If I’m going to recommend this book it is only responsible for me to also recommend that you have plenty of tissues at hand. My tears were infinite, but they did not come from a place of sadness but somewhere deeper, some place maybe we all have access to where the fullness of the human experience can be revealed and understood. If it sounds like I have been spiritually radicalized by this book and am now evangelizing to others, I hope you take that as a good thing. One of my very favorite things in life and in fiction is the concept of found families, of unlikely groups of people choosing to connect and care for one another not because they feel obligated to but because they feel enriched by the bond. Ove is an unlikely candidate for this kind of relationship. A curmudgeon far older than his 59 years, his top priority is finding the proper time and place to commit suicide, but his efforts are complicated when incidents in the lives of his various neighbours intersect inconveniently with his own. This could be dark subject matter but Frederick Backman treats it all with the lightest, tenderest of touches, exploring the impossible question of how to measure the value and meaning of one man’s life. There is a particular passage that traces the overarching narrative of Ove’s life by recounting the cars he’s owned and it is so unexpectedly moving even thinking about it now makes me feel an unwelcome pressure behind my eyes. Grab the book, grab a handkerchief and prepare to feel everything all at once.

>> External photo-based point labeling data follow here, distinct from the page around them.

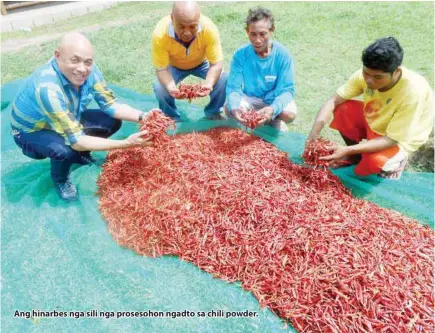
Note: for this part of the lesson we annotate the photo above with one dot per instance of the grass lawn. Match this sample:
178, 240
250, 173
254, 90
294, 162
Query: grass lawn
325, 38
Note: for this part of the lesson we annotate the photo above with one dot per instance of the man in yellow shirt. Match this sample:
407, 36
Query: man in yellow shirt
395, 118
188, 43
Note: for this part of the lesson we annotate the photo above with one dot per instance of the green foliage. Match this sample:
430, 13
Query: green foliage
325, 38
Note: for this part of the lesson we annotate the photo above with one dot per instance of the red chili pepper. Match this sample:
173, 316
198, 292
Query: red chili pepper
156, 124
189, 91
252, 118
316, 149
236, 207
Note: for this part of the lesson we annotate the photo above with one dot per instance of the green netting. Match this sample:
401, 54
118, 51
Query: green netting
59, 256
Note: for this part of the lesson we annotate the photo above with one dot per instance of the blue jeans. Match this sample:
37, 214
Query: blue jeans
167, 102
47, 143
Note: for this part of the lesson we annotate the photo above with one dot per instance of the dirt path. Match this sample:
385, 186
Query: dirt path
13, 45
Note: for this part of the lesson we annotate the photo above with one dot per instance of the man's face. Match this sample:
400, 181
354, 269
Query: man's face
186, 28
377, 79
75, 62
260, 33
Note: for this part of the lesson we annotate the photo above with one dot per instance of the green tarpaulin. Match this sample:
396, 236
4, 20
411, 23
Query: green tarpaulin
60, 257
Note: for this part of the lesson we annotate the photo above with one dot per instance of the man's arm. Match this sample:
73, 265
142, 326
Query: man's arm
166, 80
369, 146
92, 143
285, 87
325, 115
126, 112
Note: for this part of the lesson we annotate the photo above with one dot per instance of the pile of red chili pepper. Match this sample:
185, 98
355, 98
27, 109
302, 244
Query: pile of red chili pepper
236, 207
190, 91
252, 118
156, 123
320, 148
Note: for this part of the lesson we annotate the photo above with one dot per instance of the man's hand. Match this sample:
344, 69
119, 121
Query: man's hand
267, 113
311, 138
173, 91
237, 114
340, 152
139, 139
205, 90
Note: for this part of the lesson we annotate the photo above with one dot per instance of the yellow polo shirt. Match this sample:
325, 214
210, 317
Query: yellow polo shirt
167, 51
404, 113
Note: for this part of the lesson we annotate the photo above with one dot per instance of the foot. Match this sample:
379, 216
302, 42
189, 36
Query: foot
217, 116
86, 159
395, 174
279, 125
66, 190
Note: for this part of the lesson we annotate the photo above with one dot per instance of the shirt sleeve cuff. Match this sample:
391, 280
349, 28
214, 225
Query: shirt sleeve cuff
73, 138
111, 109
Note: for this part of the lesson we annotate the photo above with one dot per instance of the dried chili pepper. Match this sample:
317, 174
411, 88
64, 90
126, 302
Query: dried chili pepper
320, 148
190, 91
295, 237
252, 118
156, 124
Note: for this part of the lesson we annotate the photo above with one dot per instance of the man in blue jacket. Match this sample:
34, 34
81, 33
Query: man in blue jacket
261, 77
50, 115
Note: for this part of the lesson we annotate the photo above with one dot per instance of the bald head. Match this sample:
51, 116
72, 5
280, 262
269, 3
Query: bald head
185, 18
74, 40
75, 57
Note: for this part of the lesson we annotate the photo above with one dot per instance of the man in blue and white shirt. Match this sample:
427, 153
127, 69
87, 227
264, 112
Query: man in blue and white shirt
261, 76
50, 116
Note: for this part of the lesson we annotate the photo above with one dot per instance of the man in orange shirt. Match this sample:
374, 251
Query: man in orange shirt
395, 118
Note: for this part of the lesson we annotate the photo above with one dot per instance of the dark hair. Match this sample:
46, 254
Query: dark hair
258, 14
384, 54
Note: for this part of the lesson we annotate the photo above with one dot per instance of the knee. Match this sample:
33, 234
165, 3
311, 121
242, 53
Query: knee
287, 117
227, 112
349, 106
222, 82
116, 126
61, 152
159, 90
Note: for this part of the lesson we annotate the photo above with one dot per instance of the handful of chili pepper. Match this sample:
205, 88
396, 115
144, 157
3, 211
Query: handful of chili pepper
252, 118
190, 91
320, 148
156, 123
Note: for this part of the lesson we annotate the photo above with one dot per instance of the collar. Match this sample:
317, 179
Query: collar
62, 77
171, 30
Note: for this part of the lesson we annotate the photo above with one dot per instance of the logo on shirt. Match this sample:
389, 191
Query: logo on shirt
270, 78
372, 108
369, 92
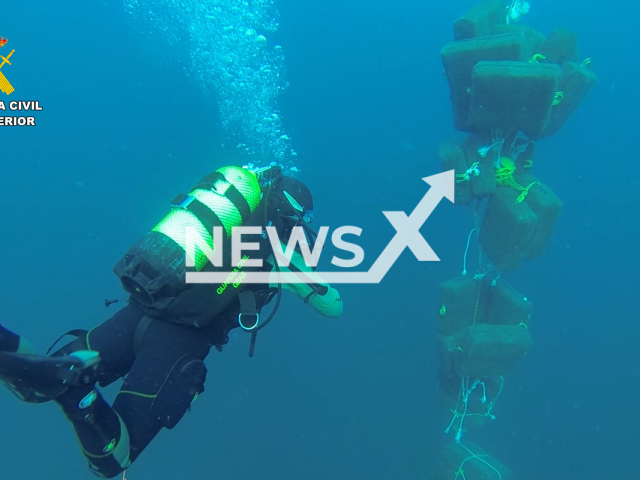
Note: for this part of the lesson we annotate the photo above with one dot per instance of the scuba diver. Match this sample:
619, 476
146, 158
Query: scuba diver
159, 340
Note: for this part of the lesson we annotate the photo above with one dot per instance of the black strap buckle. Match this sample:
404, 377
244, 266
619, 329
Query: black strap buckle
253, 319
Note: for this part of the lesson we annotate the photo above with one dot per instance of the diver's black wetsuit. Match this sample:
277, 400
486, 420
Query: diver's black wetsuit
162, 362
159, 352
9, 341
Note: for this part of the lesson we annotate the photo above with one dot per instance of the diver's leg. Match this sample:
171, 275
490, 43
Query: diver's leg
102, 434
167, 375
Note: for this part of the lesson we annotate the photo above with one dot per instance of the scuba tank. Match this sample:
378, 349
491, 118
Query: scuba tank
153, 270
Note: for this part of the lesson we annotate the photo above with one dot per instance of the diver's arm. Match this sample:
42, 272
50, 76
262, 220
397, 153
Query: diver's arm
11, 342
319, 294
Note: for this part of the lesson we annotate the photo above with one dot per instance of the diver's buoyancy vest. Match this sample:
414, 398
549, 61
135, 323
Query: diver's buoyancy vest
153, 270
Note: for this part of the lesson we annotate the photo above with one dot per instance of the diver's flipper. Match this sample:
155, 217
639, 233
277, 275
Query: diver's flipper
39, 378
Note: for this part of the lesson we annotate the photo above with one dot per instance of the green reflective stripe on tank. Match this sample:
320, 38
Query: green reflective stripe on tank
175, 225
229, 210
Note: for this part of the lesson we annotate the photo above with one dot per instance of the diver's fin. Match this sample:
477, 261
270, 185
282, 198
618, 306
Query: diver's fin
39, 378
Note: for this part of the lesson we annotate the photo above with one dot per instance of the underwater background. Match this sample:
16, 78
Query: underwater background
131, 118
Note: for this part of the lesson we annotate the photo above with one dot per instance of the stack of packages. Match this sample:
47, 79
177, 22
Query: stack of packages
510, 86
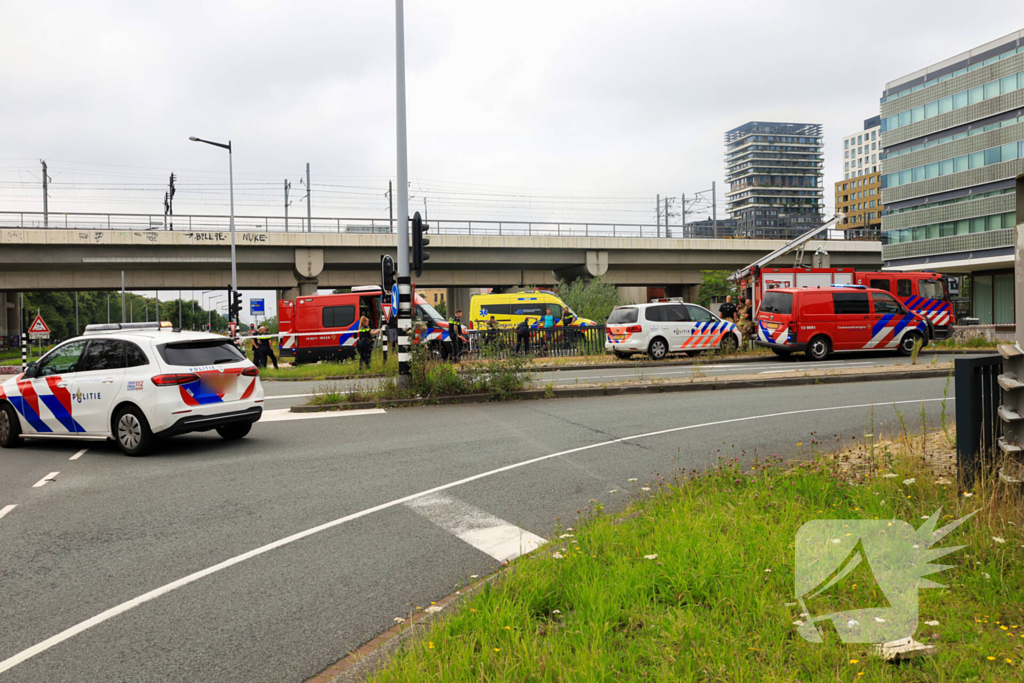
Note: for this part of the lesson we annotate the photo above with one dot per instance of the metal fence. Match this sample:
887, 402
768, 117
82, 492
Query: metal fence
192, 223
978, 426
552, 342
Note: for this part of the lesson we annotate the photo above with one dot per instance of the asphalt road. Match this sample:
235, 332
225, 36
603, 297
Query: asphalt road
283, 393
110, 528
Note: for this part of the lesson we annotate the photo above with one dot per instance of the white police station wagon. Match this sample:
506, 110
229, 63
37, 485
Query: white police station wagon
133, 382
668, 326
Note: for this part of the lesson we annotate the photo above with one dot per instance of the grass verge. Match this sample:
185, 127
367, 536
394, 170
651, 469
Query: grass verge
694, 582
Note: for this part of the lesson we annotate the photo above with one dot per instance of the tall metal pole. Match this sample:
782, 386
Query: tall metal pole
309, 203
46, 196
404, 282
288, 186
682, 212
714, 209
230, 193
23, 334
657, 215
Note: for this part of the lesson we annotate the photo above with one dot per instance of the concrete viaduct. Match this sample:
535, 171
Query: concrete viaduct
293, 263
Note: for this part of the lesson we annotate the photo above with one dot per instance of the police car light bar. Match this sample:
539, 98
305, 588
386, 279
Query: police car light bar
100, 328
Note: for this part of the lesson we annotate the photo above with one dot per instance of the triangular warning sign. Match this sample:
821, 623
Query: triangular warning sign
39, 326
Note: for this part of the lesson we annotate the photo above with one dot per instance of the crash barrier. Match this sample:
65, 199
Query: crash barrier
977, 421
553, 341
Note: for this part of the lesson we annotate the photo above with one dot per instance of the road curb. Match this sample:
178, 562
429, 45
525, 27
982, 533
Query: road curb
623, 365
633, 389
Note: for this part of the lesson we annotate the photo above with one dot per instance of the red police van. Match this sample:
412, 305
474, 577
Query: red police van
842, 317
325, 327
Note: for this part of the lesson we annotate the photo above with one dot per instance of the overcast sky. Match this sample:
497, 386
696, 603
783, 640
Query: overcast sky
510, 104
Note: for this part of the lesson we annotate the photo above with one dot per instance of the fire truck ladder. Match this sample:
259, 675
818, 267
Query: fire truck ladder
799, 245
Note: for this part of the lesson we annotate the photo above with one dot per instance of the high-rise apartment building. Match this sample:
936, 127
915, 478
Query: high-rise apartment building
774, 172
858, 196
953, 142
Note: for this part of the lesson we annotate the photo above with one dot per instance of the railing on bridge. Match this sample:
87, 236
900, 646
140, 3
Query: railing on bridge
139, 221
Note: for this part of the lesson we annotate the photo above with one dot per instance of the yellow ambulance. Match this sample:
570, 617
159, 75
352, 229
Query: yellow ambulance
511, 309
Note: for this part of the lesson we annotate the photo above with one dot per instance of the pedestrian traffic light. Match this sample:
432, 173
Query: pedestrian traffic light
419, 242
387, 272
233, 304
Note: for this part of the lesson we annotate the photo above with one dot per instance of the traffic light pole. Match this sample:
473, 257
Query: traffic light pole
404, 281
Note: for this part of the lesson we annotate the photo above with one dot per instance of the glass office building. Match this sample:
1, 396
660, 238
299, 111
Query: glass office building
952, 137
774, 171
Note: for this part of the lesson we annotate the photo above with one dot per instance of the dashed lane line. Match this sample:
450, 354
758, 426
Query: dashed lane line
81, 627
49, 477
499, 539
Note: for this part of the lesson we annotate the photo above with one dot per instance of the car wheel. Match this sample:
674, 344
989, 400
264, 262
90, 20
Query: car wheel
658, 349
10, 427
907, 342
235, 431
818, 349
131, 430
728, 344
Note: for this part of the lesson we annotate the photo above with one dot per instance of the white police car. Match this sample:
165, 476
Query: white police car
132, 383
667, 326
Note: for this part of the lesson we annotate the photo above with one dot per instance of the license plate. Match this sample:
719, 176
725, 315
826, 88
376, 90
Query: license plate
218, 383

Maybe You Should Talk To Someone (Lori Gottlieb) Save Me The Plums (Ruth Reichl) Born A Crime (Trevor Noah)

Now for a quick detour down Memoir Lane. When I was in high school I worked at a bookstore and whenever it was time to stock the shelves in the Biography section I was struck both by how many titles there were and how little I wanted to read any of them. I suppose that’s down to the self-centredness of youth, an age when you only have the emotional capacity for your own life story. Now, I can’t get enough of other people’s interesting lives. The titles here belong to vastly different people. An LA-based therapist and the meandering career path she took to get there. The former editor-in-chief of deceased grande dame Gourmet magazine during the halcyon (and post-halcyon) days of publishing in 90s/00s New York. A famous comedian’s difficult childhood in apartheid South Africa. Each of these writers accomplishes the impressive act of looking at their lives from ten feet back, able to examine the experiences that shaped them and the lessons they’ve learned. Lessons that can be appreciated by every reader, so long as they’ve grown beyond being an ego-driven teenager and are willing to listen.
The Underground Railroad (Colson Whitehead)

Awestruck is the only word that comes close to approaching how I felt while reading this book. It won the 2017 Pulitzer Prize for fiction, so I am hardly breaking new ground here, only adding my voice to the chorus out there already singing its praises. The scope of imagination at work here (the book conceptualizes the Underground Railroad as a literal system of underground trains) combined with an unflinching account of the abounding cruelties of the pre-Civil War south makes for a reading experience that is often painful but always profound. Colson Whitehead writes with an intimacy that almost feels like memoir, except the story he is telling is that of the soul of America itself. His eyes are wide open and after reading this seminal work, yours will be too.